Custody Case Pits Adoptive Parents Against Indian Nation

Posted January 12, 2012 in Child Custody and Support Your Family & The Law by Keith Ecker

A case out of South Carolina has ignited a battle that pits an adoptive couple against a Native American tribe and the child’s biological father.

Matt and Melanie Capobianco adopted 2-year-old Veronica in an Oklahoma open adoption in 2009. The child’s biological father, Dusten Brown, was not actively in her life at the time. Furthermore, when Veronica was four months old, Brown stated in writing that he would not contest the adoption, according to the Capobianco’s attorney. Two weeks later, Brown changed his mind and began petitioning for custody.

But Brown isn’t just any U.S. citizen. He is an official member of the Cherokee Nation. And so he sued for custody under an often misunderstood federal law called the Indian Child Welfare Act (ICWA). On Dec. 30, 2011, after an ongoing legal battle, a South Carolina appellate court ruled in favor of Brown. The next day, Veronica was taken from her adoptive parents and given over to her biological father, who is currently raising her among the Cherokee tribe.

“Because this is an adoption, the details of who knew what and when they knew it are confidential,” says June Stanley, an attorney at Meier & Associates and an expert on Indian law. “So the question of whether ICWA should apply really depends on the facts, which we just don’t know.”


Preserving a Dying Culture

Before 1978, Native American children were being removed from their families and placed in adoption and foster care at alarmingly high rates.

BJ Jones

B.J. Jones

“In some states as many as 25 to 30 percent of Indian children were taken from their families,” says B.J. Jones, director of the Tribal Judicial Institute at the University of North Dakota’s School of Law. “When that happens, the child is being denied the right to be exposed to his or her tribal culture.”

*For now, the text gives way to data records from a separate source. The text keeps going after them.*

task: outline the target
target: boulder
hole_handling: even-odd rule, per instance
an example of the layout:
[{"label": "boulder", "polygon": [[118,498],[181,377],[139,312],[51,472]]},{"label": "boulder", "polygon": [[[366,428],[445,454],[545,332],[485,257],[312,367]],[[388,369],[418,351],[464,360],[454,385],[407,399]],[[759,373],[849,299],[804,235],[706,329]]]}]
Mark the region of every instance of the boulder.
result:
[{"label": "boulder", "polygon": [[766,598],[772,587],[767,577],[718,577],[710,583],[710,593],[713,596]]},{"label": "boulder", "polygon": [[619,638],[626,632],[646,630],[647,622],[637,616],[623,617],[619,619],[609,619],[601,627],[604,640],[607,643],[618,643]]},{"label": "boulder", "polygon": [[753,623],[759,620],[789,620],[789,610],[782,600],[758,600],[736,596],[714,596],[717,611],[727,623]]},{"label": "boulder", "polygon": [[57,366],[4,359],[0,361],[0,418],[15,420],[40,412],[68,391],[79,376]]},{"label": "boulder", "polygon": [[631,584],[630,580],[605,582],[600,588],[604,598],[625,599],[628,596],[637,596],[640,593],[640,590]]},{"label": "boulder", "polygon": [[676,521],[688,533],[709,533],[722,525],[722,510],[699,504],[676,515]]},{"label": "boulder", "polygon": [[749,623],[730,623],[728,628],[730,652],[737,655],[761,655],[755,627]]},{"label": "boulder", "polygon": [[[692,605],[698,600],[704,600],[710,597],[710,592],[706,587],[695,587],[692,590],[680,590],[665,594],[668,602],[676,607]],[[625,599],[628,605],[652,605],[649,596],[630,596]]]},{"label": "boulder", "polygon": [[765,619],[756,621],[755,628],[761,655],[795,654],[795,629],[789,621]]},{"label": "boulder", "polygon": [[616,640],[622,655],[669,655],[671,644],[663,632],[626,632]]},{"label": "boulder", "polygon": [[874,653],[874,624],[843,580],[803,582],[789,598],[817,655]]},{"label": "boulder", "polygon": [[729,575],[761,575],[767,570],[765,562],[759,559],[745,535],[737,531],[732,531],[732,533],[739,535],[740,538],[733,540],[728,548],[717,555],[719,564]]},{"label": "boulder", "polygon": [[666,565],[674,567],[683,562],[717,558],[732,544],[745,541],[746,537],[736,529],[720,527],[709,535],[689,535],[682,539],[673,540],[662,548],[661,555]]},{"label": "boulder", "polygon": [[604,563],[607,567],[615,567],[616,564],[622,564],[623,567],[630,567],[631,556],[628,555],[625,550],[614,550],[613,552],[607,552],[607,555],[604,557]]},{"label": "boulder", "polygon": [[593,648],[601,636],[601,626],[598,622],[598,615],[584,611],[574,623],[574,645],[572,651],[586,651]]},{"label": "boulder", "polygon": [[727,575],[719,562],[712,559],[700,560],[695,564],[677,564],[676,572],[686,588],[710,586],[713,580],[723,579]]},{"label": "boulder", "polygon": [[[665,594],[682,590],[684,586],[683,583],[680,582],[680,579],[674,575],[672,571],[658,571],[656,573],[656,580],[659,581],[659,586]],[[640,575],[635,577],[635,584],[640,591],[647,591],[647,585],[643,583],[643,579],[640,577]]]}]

Seeing that entire generations of Native American tribes were in jeopardy, Congress decided to act to help preserve Indian culture. The result was ICWA.

“ICWA has two purposes,” Stanley says. “The first one is to give tribal courts the authority to make determinations concerning the custody of their children in foster and adoption cases. The second purpose is for those cases that don’t need to be brought to tribal court to be subject to higher standards that have to be met before an Indian child can be removed from their home and tribe.”

It is this latter purpose that is at the center of the Capobianco case. There are a number of steps and conditions that must be met for a non-tribal family to adopt a child that is a member of an Indian nation or is eligible to be a member of an Indian nation and is the biological child of a member of a tribe.

“ICWA says the parent of an Indian child cannot just sign a document to relinquish parental custody,” Jones says. “The parents, even a non-Indian parent, would have to go into open court where the judge would explain the law and the consequences of voluntarily terminating their parental rights.”

In addition, Jones says that even if the father is not directly involved in the child’s life, he and the respective tribe usually must be given notice. The adoptive parents would also have to prove that placement of the child with the father would result in serious harm to the child.


A Case with No Winners

Although Brown is merely asserting his rights under the law, public sentiment has been largely in favor of the Capobiancos. In fact, supporters of the adoptive parents have even erected a website called Save Veronica that sides with their plight while advocating for a change to the law. But Jones says Brown and the Cherokee tribe aren’t to blame for the unfortunate circumstances.

“It seems to me that a lot of these cases that blow up like this are caused by the fact that the attorney for the adoptive parents doesn’t know the law,” Jones says. “When it goes wrong, oftentimes the tribe is depicted to be at fault when really it was the lawyer who erred.”

Stanley believes there are likely additional facts in this case that have not been made public that may explain the actions of both parties.

“[Brown] giving his consent and then taking it back doesn’t make a lot of sense,” she says. “Also, for [Brown] to have the decree of adoption vacated as he did, the court would have had to determine there was an element of duress or fraud.”

The Capobiancos may still be able to argue that it is in Veronica’s best interest for her to stay in their custody. However, the success of such an argument is uncertain. If Brown does end up permanently receiving custody of the child, there still may be an avenue for the Capobiancos to remain in their adopted daughter’s life.

“If this case were transferred to the Cherokee tribal court, the adopted couple may be able to apply for guardianship or visitation as de facto parents,” Jones says.